ECI Software Solutions is seeking a hands-on Site Reliability Engineer to enhance the reliability and performance of their Manufacturing ERP Portfolio. In this role, you will ensure the operational excellence of production systems, collaborate with cross-functional teams, and drive initiatives in incident response, automation, and cost optimization.
Responsibilities:
- Be the guardian of our 24/7 production environments, swiftly responding to incidents, driving root cause analyses, and continuously enhancing uptime, error budgets, and recovery metrics. Your proactive mindset will identify risks before they impact our users
- Design and maintain cutting-edge observability frameworks using tools like Coralogix and FireHydrant. Build intuitive dashboards and fine-tune alerting to ensure our teams have clear, actionable insights without the noise
- Champion GitOps principles and Terraform-driven infrastructure as code. Automate repetitive tasks, streamline CI/CD pipelines, and review pull requests to embed reliability and operational excellence into every deployment
- Drive cloud and infrastructure cost optimization initiatives, balancing performance with budget-conscious decisions. Collaborate on capacity planning and architect solutions that are both reliable and cost-effective
- Work hand-in-hand with cross-functional teams in an Agile environment, contributing to sprint ceremonies, documenting runbooks, and fostering a culture of continuous learning and improvement
Requirements:
- 3–5+ years of hands-on experience in Site Reliability Engineering, DevOps, or Infrastructure roles
- Deep expertise in at least one major cloud platform (AWS, Azure, or GCP)

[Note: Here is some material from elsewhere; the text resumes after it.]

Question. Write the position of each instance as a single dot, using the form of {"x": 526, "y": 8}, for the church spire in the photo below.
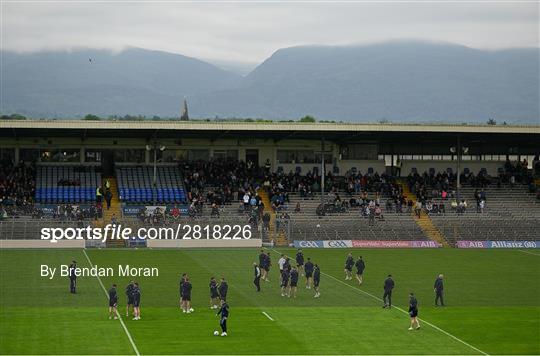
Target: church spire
{"x": 184, "y": 115}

- Fluency with Linux/Unix systems administration, including kernel internals, networking, file systems, and advanced shell scripting (Bash, Python) for troubleshooting and automation
- Proven experience managing production systems in hybrid cloud and on-premises environments
- Familiarity with GitOps workflows, Terraform, and observability tools
- Active participation in incident response and on-call rotations
- Exceptional troubleshooting, problem-solving, and communication skills
- Bachelor's degree in computer science, Engineering, or related field, or equivalent experience
- Experience with Kubernetes or other Container Services
- Experience supporting high-availability SaaS platforms
- Cloud certifications (AWS, Azure, or Google Cloud)
- Agile/Scrum experience and proficiency with Jira
- Knowledge of FinOps and cost optimization best practices